Independent Film Company rereleases Boyhood July 31 with a recorded Q&A, testing a low-cost strategy for generating revenue from its 12-year catalog library of films.
Independent Film Company said Monday it will rerelease Boyhood in theaters July 31. The 12th-anniversary run includes a special screening July 18 at the Austin Film Society with director Richard Linklater, star Ellar Coltrane, Ethan Hawke and Patricia Arquette. That Q&A will be recorded and played before theatrical showings starting July 31.
Linklater shot Boyhood over 12 years, letting Coltrane age on screen. The film premiered at the 2014 Sundance Film Festival. Arquette won the supporting-actress Oscar. Hawke was nominated, as were Linklater for directing and writing, editor Sandra Adair and the film itself for best picture.
The rerelease is a low-risk experiment. Independent Film Company holds a catalog of titles whose production costs were recovered years ago. Any revenue from a rerelease is pure margin. A recorded Q&A adds new value and lets smaller venues screen the content without flying in talent.
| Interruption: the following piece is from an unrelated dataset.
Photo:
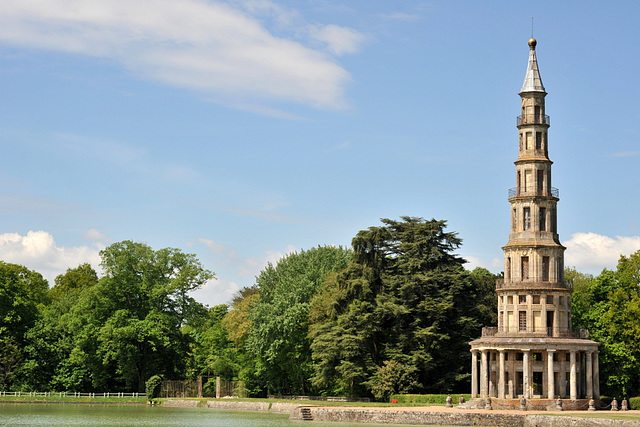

The company incurs little marketing or production expense beyond the recording.
The strategy carries a constraint. Rereleases work only when the original film has durable cultural resonance. Boyhood has that. The film is still taught in film schools and referenced in criticism. Not every Independent Film Company title does.
Independent Film Company will announce additional participating theaters in the coming weeks. The July 18 screening is a one-off. The recorded Q&A makes the experience portable.